Supreme Court Strips Safeguards from Independent Agencies, Handing Presidents Unchecked Power Over Regulators
The Supreme Court has ruled that presidents can fire FTC commissioners at will, overturning a century-old rule designed to keep independent agencies insulated from political pressure.
June 30, 2026 · Source: Washington Post
What Happened
The Supreme Court has struck down a nearly century-old precedent that protected members of the Federal Trade Commission (FTC) from arbitrary removal by the president. The ruling allows President Trump to fire a Democratic FTC member, dramatically expanding executive power over agencies designed to operate independently of political cycles.
Why It Matters
Independent agencies like the FTC, Federal Reserve, and SEC were created to insulate technical and enforcement decisions from partisan pressure. They regulate markets, protect consumers, manage monetary policy, and enforce securities laws on behalf of the public interest—not any one administration.
By allowing presidents to fire agency leaders at will, this ruling converts regulators into political appointees. An FTC commissioner investigating a president's business interests, or a disability-rights investigator at the EEOC, could now face termination for displeasing the White House. This undermines the rule of law and creates pressure on regulators to prioritize political loyalty over evidence.
The ruling is particularly significant given the FTC's role in antitrust enforcement, consumer protection, and market oversight—areas where political pressure could favor large corporations over workers and consumers.

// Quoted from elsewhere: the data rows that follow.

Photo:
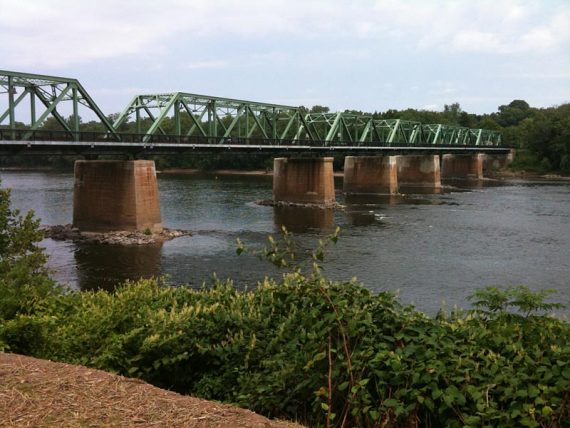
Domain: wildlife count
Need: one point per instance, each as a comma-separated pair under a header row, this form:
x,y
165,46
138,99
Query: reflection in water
x,y
430,247
420,190
303,219
373,199
105,266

The Common Good Party's Concern
CGP believes effective governance requires checks on executive power. Independent agencies exist because markets don't self-regulate and because career staff—not politicians—should decide factual questions about trade practices, disability discrimination, or financial stability.
This ruling doesn't just affect Trump; it will empower every future president to reshape regulatory agencies in their image. That means a president hostile to worker protections could install a labor-friendly NLRB, then fire it when it rules against management. A president favoring deregulation could staff the EPA, then remove anyone who enforces environmental law.